User:OrenBochman/I18n

From Meta, a Wikimedia project coordination wiki

I18n[edit]

A Lead paragraph motivation, outline and basis in policy. Remember:

  • what is internatzation
  • where is the code
  • [1]


2 concepts of language:

  • user's $wgLang
  • content - $wgContLang

will be removed due to removal of globalization

Language::factory('en')

languages/ folder

langiages/


General use (for developers)[edit]

Language objects[edit]

There are two ways to get a language object. You can use the globals $wgLang and $wgContLang for user interface and content language respectively. For an arbitrary language you can construct an object by using Language::factory( 'en' ), by replacing en with the code of the language. The list of codes is in languages/Names.php.

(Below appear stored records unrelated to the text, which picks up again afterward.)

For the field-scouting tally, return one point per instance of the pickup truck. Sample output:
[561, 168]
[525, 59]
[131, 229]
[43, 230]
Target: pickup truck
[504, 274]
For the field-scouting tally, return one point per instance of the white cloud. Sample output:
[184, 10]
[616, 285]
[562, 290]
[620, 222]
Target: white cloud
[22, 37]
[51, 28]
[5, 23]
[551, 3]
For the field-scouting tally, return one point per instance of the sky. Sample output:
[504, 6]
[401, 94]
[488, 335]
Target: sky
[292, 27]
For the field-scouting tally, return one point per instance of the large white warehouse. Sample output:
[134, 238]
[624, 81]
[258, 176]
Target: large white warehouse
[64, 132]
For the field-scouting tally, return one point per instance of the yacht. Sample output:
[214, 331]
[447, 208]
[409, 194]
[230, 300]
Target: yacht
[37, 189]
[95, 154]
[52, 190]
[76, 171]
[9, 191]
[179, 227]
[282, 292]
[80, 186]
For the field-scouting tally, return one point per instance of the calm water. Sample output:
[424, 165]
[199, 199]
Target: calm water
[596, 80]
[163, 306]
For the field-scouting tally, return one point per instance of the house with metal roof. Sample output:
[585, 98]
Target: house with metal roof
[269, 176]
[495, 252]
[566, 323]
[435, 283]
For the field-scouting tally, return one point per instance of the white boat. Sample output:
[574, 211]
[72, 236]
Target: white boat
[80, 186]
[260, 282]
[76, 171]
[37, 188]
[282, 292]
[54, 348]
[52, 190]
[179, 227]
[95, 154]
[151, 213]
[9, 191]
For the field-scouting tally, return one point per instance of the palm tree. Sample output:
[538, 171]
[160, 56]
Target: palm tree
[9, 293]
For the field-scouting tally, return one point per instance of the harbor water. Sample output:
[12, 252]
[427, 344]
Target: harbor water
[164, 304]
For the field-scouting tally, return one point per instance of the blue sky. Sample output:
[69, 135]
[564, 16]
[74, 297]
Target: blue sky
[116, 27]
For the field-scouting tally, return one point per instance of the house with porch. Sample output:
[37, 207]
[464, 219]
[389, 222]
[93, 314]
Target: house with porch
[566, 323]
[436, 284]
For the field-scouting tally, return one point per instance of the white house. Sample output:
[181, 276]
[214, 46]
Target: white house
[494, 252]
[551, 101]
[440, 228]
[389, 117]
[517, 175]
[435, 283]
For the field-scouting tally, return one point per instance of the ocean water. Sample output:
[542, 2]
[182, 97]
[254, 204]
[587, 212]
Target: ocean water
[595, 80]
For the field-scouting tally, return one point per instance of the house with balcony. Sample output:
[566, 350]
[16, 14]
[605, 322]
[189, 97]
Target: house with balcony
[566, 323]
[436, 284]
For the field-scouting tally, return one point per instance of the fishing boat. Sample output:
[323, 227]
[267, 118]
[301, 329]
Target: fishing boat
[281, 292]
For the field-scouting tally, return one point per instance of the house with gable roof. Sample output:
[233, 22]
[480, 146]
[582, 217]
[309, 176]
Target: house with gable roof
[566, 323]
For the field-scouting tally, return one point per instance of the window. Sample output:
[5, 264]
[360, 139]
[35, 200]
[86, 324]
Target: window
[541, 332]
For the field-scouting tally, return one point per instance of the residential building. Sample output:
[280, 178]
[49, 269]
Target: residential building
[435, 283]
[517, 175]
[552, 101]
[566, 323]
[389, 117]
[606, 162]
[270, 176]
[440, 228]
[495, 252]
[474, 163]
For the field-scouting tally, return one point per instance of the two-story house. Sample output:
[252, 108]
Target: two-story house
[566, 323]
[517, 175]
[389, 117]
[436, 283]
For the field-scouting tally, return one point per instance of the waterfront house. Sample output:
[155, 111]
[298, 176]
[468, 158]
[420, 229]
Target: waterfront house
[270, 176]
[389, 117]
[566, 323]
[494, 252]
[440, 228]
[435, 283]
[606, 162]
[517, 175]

Language objects are needed for doing language specific functions, most often to do number, time and date formatting, but also to construct lists and other things. There are multiple layers of caching and merging with fallback languages, but the details are irrelevant in normal use.

Using messages[edit]

MediaWiki uses a central repository of messages which are referenced by keys in the code. This is different from, for example, Gettext, which just extracts the translatable strings from the source files. The key-based system makes some things easier, like refining the original texts and tracking changes to messages. The drawback is of course that the list of used messages and the list of source texts for those keys can get out of sync. In practice this isn't a big problem, sometimes extra messages which are not used anymore still stay up for translation.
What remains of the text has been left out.